We have been “homeless” since April 30th.  Dear friends in Albuquerque and Madison have been gracious enough to allow the three ring Nielsen family circus to invade their homes for weeks at a time while we wait for our move in date of July 1st to arrive.  We are living in true community with those who love us.  For this we are endlessly thankful.

This has got me thinking a lot about church community and what it means to live with each other.  Middle class Americans have a hard time doing community.  Part of this is due to technology (FB and Twitter allow me to have “friends”), part of this is due to wealth (we don’t need to depend on anyone else), and part of this is due to the general ethos of Americanism which trumpets the value of “I did it myself!” and “you don’t have a right to tell me what to do!”.

Aside from these cultural influences, living in community with other people is just plain hard.  It exposes our selfishness.  Living alone is easy. You only have to look out for number one.  Relationships are a dance where you have to learn to move and bend with the preferences of those around you.  Being selfish is easy but God said “it is not good for man to be alone” (Gen. 2:18).
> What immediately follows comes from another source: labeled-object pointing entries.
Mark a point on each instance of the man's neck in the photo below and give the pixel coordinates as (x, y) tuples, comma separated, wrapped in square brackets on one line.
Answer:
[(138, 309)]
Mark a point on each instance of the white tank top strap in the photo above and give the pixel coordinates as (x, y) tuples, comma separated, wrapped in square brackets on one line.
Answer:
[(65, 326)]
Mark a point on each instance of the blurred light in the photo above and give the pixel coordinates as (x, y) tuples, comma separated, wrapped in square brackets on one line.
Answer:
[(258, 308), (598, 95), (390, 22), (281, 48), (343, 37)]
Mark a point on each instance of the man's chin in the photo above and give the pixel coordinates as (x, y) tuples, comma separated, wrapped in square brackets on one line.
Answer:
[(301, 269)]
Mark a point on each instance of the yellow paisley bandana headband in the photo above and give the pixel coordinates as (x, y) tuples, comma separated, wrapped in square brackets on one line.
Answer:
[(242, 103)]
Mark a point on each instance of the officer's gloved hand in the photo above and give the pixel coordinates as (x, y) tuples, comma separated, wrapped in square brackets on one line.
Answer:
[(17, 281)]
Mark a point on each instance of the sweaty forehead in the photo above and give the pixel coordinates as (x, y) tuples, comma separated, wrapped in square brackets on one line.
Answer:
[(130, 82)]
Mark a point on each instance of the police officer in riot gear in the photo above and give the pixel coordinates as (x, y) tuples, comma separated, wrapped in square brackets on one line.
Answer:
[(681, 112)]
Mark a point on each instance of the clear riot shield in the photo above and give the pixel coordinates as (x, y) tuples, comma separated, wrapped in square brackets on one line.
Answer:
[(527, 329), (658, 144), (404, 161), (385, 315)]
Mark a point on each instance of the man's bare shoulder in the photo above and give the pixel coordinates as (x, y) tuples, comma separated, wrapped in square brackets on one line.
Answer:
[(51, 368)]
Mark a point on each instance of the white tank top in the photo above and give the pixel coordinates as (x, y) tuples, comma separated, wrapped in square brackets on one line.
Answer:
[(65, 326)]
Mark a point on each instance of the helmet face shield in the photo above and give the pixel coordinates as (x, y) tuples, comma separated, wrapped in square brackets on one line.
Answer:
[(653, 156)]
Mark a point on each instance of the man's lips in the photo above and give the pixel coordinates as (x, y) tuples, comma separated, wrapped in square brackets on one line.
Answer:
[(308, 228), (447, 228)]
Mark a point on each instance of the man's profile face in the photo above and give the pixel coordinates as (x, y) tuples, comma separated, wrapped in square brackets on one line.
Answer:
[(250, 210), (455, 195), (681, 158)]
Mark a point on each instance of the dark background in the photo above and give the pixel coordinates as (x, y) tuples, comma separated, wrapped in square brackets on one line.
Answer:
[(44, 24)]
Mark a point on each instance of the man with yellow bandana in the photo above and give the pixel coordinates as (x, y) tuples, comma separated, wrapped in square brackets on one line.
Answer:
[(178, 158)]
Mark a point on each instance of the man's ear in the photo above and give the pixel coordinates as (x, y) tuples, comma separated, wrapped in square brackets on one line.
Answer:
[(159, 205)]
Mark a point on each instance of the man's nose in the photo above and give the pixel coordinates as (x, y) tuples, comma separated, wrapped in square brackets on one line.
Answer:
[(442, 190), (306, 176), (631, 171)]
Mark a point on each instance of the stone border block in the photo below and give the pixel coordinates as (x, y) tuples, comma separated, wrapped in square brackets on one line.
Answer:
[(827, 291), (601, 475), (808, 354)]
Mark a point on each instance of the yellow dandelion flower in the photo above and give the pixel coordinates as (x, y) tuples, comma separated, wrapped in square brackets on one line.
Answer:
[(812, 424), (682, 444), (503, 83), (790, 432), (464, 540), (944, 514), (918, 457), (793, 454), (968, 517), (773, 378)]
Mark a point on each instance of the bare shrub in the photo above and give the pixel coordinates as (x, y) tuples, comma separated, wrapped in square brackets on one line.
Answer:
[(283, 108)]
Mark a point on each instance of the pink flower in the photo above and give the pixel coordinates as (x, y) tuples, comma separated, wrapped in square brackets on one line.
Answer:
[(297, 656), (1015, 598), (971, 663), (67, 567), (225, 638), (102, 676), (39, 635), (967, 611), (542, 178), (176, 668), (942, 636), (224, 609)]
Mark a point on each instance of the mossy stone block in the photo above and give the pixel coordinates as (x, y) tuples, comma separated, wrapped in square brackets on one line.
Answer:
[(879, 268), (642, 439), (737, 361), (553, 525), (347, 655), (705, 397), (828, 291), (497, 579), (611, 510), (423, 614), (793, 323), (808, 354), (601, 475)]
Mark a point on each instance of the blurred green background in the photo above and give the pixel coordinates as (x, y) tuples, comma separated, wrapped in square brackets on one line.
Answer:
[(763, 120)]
Living intentionally with others in community is a blessing but also comes with an acute ache.  Why?  Because our flesh only goes down swinging and the punches of our flesh hurt bad.  Who likes to have their selfishness assaulted?  But that is exactly what we need and therein lies the blessing.  Any means by which I can learn to be less selfish will always, in the end, bless me. Take the punches from the flesh, endure in the fight, and the blessing of your personal sanctification will be more than worth the battle.

Unless our churches can learn to embrace the messiness of community we’ll never grow together into the beautiful body of Christ that Jesus wants us to be.

Pray for this sweet, courageous, church-planting family. May their tribe increase!